The FASB’s project on hedging addresses issues related to hedge accounting for non-financial risks and financial risks. The objective of this project is to make targeted improvements to the hedge accounting model based on the feedback received from preparers, auditors, users and other stakeholders.
On June 7, 2017, the FASB voted to issue a final Accounting Standards Update (ASU) that aligns hedge accounting more closely with a company’s risk management activities . In developing the standard, the FASB considered 60 comment letters received on its September 2016 Exposure Draft. The FASB also engaged in extensive stakeholder outreach, including numerous discussions with investors and other financial statement users; two public roundtables, which included preparers, auditors, regulators, and other stakeholders; and meetings with the Private Company Council to discuss private company hedge documentation issues.

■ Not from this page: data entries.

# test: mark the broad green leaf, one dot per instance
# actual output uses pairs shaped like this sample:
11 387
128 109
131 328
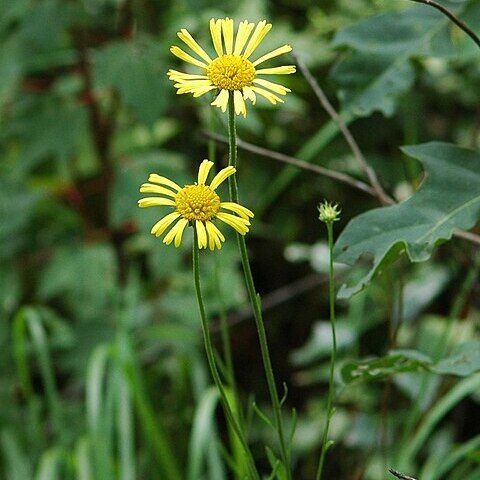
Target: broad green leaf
449 199
380 368
464 360
379 70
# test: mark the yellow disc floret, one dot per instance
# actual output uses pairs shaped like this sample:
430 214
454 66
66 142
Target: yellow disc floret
231 72
197 202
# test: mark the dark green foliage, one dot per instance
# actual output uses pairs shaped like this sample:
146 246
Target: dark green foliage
102 370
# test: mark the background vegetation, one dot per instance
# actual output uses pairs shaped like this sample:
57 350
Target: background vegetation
102 369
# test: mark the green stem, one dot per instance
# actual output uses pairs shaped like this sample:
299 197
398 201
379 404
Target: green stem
255 298
212 364
417 411
331 388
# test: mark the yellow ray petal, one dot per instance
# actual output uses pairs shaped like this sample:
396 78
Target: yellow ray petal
215 236
203 171
249 94
274 87
185 37
238 223
285 70
163 224
154 178
227 28
258 35
244 31
176 233
268 95
203 90
216 33
151 188
221 176
239 103
221 101
178 52
274 53
238 209
176 75
201 234
155 202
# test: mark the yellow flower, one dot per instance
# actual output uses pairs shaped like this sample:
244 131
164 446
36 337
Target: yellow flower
231 71
197 205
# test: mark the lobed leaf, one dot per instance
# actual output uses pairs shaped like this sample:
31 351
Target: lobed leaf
449 199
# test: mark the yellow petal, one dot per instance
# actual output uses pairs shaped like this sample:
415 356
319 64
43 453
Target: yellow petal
244 31
238 209
274 53
238 223
185 37
222 100
227 28
215 236
154 178
216 33
274 87
176 233
176 75
178 52
163 224
261 30
285 70
249 94
201 234
239 103
268 95
155 202
221 176
151 188
203 171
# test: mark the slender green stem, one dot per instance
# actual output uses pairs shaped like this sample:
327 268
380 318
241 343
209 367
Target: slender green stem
255 299
417 411
333 358
224 327
213 366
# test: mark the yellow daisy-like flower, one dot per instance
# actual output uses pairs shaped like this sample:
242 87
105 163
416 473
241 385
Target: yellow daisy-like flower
197 205
231 71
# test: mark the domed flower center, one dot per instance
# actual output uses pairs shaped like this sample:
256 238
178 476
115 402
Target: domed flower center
197 202
231 72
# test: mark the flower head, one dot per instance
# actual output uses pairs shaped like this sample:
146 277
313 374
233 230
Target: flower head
197 205
329 212
232 71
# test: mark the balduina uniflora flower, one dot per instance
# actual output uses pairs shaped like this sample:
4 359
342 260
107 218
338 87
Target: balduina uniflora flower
198 205
231 71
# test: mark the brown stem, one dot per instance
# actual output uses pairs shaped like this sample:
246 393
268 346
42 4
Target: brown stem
369 172
265 152
463 26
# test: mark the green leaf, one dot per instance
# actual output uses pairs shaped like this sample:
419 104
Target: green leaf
379 70
464 361
449 199
134 70
381 368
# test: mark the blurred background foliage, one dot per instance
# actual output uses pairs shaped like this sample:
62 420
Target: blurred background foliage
102 371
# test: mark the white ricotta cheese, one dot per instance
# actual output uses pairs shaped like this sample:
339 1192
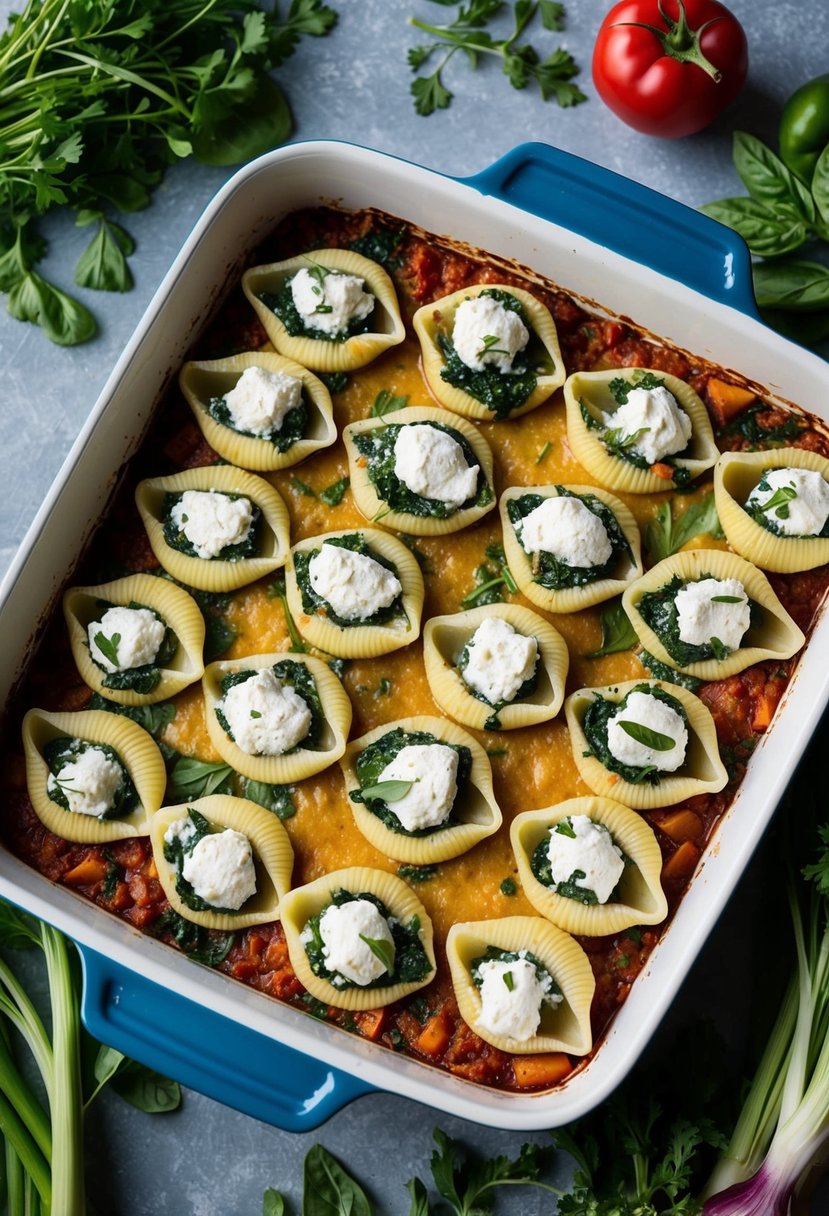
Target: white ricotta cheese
330 302
486 332
344 950
220 870
591 850
512 1007
89 783
652 713
354 584
433 769
568 529
701 613
260 399
432 463
665 426
134 634
212 521
266 718
500 659
807 511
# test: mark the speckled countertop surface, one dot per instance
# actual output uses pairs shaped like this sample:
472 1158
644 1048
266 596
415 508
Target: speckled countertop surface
208 1160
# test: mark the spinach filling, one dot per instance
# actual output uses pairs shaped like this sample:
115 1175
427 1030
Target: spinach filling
659 611
176 539
377 446
373 759
142 679
313 603
548 570
595 726
411 962
293 423
622 445
298 677
63 750
500 392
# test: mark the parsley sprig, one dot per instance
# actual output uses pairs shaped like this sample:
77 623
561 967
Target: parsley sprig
520 61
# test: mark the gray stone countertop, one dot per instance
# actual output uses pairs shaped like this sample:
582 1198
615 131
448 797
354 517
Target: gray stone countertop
208 1160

The upcoming standard refines and expands hedge accounting for both financial (e.g., interest rate) and commodity risks. It also reduces the administrative burden of applying hedge accounting. The economic results will be presented in a more transparent way, both on the face of the financial statements and in the footnotes, for investors and analysts.
The new standard will take effect for fiscal years, and interim periods within those fiscal years, beginning after December 15, 2018, for public companies and for fiscal years beginning after December 15, 2019 (and interim periods for fiscal years beginning after December 15, 2020), for private companies. Early adoption will be permitted in any interim period or fiscal year before the effective date of the standard.